Materials and methods

Induction of diabetes

All experiments were approved by the Institutional Animal Care and Use Committee at the University of Texas Medical Branch and were in accordance with the guidelines of the International Association for the Study of Pain. Male Sprague-Dawley rats weighing 190-220 g were used in our experiments. Diabetes were induced by a single injection of streptozotocin (STZ; 70 mg/kg i.p., Sigma Chemicals, St. Louis, MO), which was freshly dissolved in 0.9% sterile saline as described [4, 2123]. Two weeks later, diabetes was confirmed by measurements of blood glucose concentrations in samples obtained from the tail vein. Only rats with blood glucose concentration > 350 mg/dl and mechanical paw withdrawal threshold (PWT) < 5 g were further used in the study.

Cell labeling

Hindpaw receptive field specific DRG neurons were labeled by injection of 1,19-dioleyl-3,3,39,3-tetramethylindocarbocyanine methanesulfonate (DiI; Invitrogen, Carlsbad, California) into the skin of rat hindpaws. Animals were anesthetized with a cocktail of ketamine (80 mg/kg) and xylazine (5-10 mg/kg, intraperitoneally). DiI (25 mg in 0.5 ml methanol) was injected into the plantar skin of bilateral hindpaws (2 μl/site, 4-6 sites in each hindpaw). To prevent leakage, needle was left in place for 1 min for each injection. Two weeks later, bilateral L4-L6 DRGs in control and STZ rat groups were dissected out for patch clamp recordings.

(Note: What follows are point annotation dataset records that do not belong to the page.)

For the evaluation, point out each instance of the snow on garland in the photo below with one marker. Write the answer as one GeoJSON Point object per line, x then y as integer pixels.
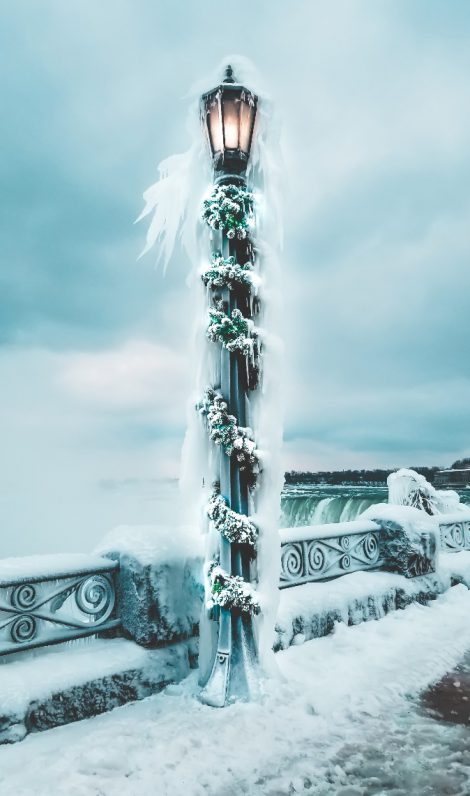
{"type": "Point", "coordinates": [235, 332]}
{"type": "Point", "coordinates": [224, 431]}
{"type": "Point", "coordinates": [235, 527]}
{"type": "Point", "coordinates": [231, 591]}
{"type": "Point", "coordinates": [230, 209]}
{"type": "Point", "coordinates": [226, 272]}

Whole-cell patch clamp recordings

As described previously [24], L4-L6 DRGs were dissected out and incubated in oxygenated dissection solution with enzymes (collagenase D, 1.5-1.8 mg/ml and trypsin, 1.2 mg/ml; Sigma) for 1.5 hr at 34.5°C. The dissection solution contained (mM): NaCl 130; KCl 5; KH2PO4 2; CaCl2 1.5; MgSO4 6; glucose 10; and HEPES 10; pH 7.2; osmolarity 305 mOsm. DRGs were then taken from the enzyme solution, washed, and transferred to the dissection solution containing DNase (0.5 mg/ml). A cell suspension was subsequently obtained by repeated trituration through a series of flame-polished glass pipettes. Cells were then plated onto acid-cleaned glass coverslips. One coverslip containing adherent DRG cells was put into a small recording chamber (0.5 ml volume) attached to the stage of an inverting microscope (Olympus IX71, Tokyo, Japan), which was fitted with both fluorescent and phase objectives. DiI-labeled neurons were identified by the bright red fluorescence in the cytoplasm. ATP-evoked currents were recorded in the external solution, containing (mM): NaCl 130, KCl 5, KH2PO4 2, CaCl2 2.5, MgCl2 1, HEPES 10, glucose 10 (pH = 7.2, adjusted with NaOH, osmolarity = 295-300 mOsm). Unless indicated, patch-clamp pipettes had a resistance of 3-5 MΩ when filled with the pipette solution containing (mM): potassium gluconate 140, NaCl 10, HEPES 10, glucose 10, BAPTA 5 and CaCl2 1 (pH = 7.25 adjusted with KOH; osmolarity = 295 mOsm). ATP-induced currents were filtered at 2-5 kHz and sampled at 50 or 100 μsec per point.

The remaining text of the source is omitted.